Der Begriff des Dauerschallpegels ist weder einfach noch intuitiv. Wie schon bei der einfachen Angabe des Schallpegels in Dezibel, verhält sich manches anders, als man es im normalen Leben erwarten würde. Damit man Ihnen beim Fluglärm nicht so leicht etwas vormachen kann, sollten Sie zumindest grob wissen, wie der Dauerschallpegel zustande kommt und wie man die Werte interpretieren kann. Diese Informationen finden Sie hier. Wie man mit den "fertigen" Dauerschall-Pegelwerten rechnen und Veränderungen abschätzen kann, findet man im Beitrag Vorsicht: Dezibel!
- Wie wird der Dauerschallpegel berechnet?
- Was sagt der Dauerschallpegel aus?
- Dauerschallpegel - gut oder schlecht?>
1. Wie wird der Dauerschallpegel berechnet?
Der Dauerschallpegel ist eine Art Mittelwert über den Lärm in einem bestimmten Zeitraum und wird, wie die Lautstärke von einzelnen Geräuschen, in Dezibel, kurz dB(A), angegeben. Dadurch können unregelmässige Geräusche, wie sie beim Verkehrslärm auftreten, mit einem einzigen Zahlenwert beschrieben werden. Es gibt mehrere Arten von Dauerschallpegeln, die nicht direkt miteinander vergleichbar sind und die auf unterschiedliche Weise berechnet werden können. Die Berechnung selbst ist kompliziert und für einen Laien kaum nachvollziehbar (deshalb sind Lärmgutachten auch so teuer ...). Deshalb wird hier auf Formeln verzichtet. Die wichtigsten Varianten des Dauerschallpegels und andere Grundlagen werden im folgenden kurz erläutert.

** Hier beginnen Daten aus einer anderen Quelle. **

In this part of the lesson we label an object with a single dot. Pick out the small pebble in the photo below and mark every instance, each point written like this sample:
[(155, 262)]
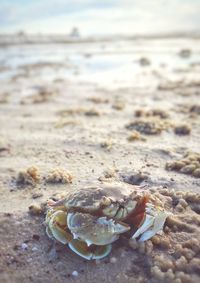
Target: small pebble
[(34, 249), (75, 273), (24, 246), (113, 260)]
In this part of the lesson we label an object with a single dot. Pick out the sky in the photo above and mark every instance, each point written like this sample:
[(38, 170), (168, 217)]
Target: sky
[(100, 17)]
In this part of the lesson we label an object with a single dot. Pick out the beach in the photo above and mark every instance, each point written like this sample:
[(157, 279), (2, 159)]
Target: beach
[(120, 111)]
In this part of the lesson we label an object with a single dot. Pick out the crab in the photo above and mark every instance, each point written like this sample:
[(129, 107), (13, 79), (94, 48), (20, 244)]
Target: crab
[(89, 220)]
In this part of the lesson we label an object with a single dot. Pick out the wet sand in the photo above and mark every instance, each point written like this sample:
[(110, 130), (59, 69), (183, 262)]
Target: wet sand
[(103, 115)]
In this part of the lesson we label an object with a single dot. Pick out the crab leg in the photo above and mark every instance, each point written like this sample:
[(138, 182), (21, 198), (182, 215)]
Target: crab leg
[(92, 252)]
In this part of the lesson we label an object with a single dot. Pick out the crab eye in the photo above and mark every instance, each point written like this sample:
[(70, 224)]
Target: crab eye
[(105, 201)]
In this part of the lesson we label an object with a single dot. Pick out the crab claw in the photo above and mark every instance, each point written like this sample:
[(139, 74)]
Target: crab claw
[(153, 223), (92, 252), (57, 227), (93, 230)]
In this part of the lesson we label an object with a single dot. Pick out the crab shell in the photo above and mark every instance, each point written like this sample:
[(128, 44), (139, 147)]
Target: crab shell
[(91, 219)]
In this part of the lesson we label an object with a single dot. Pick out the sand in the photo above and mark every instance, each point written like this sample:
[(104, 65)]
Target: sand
[(63, 125)]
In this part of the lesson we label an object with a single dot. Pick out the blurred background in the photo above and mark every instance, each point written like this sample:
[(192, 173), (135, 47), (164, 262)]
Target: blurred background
[(106, 17)]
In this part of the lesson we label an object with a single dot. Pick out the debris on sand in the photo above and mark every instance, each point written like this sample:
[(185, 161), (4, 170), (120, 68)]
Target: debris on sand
[(44, 94), (65, 122), (152, 113), (185, 53), (91, 112), (118, 105), (107, 144), (135, 178), (108, 175), (59, 175), (98, 100), (29, 176), (147, 127), (182, 130), (78, 111), (189, 164), (35, 209), (195, 109), (144, 61), (136, 136)]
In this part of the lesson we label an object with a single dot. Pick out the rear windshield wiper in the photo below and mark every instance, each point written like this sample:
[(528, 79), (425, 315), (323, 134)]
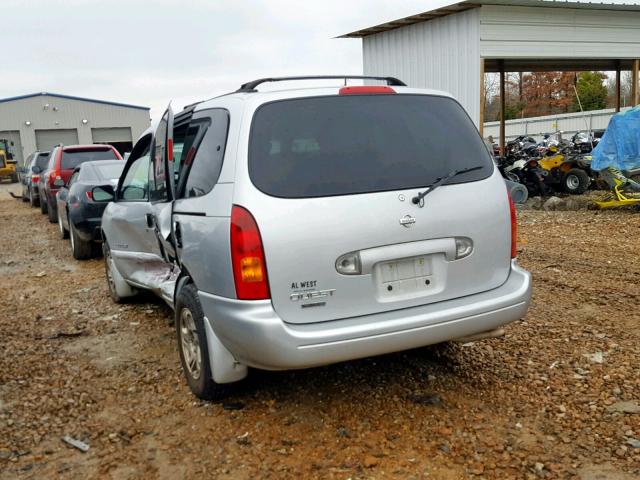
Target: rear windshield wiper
[(419, 199)]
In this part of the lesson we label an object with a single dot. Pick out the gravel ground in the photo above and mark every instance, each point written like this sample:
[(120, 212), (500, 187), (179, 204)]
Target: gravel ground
[(542, 402)]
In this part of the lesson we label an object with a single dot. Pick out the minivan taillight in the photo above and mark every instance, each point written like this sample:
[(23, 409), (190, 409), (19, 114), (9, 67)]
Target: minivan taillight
[(247, 257), (514, 228), (366, 90)]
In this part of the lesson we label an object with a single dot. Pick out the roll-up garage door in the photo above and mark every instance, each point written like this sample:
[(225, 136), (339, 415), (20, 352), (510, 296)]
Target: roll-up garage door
[(15, 146), (47, 139), (111, 135)]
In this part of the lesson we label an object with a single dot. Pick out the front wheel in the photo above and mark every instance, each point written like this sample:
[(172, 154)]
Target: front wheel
[(192, 344), (576, 181)]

Die Angabe "der Fluglärm ist 59 db(A)" genügt nicht. |
1. Die häufigste Variante: der Leq3
Die hierzulande am häufigsten gebrauchte Art des Dauerschallpegels ist der "energieäquivalente Dauerschallpegel", abgekürzt Leq(3). Er gibt an, wie laut ein konstantes Dauergeräusch wäre, das im betrachteten Zeitraum die gleiche Schallenergie erzeugt wie das tatsächliche, unregelmässige Geräusch .
Es handelt es sich also um einen "Rechenwert", nichts, dass Sie konkret hören können!
Korrekturen für besondere Eigenschaften des zu messenden Lärms oder Zeitraums erfolgen beim einfachen Leq(3) nicht, es ist also noch der "ehrlichste" Wert unter den Dauerschallpegeln.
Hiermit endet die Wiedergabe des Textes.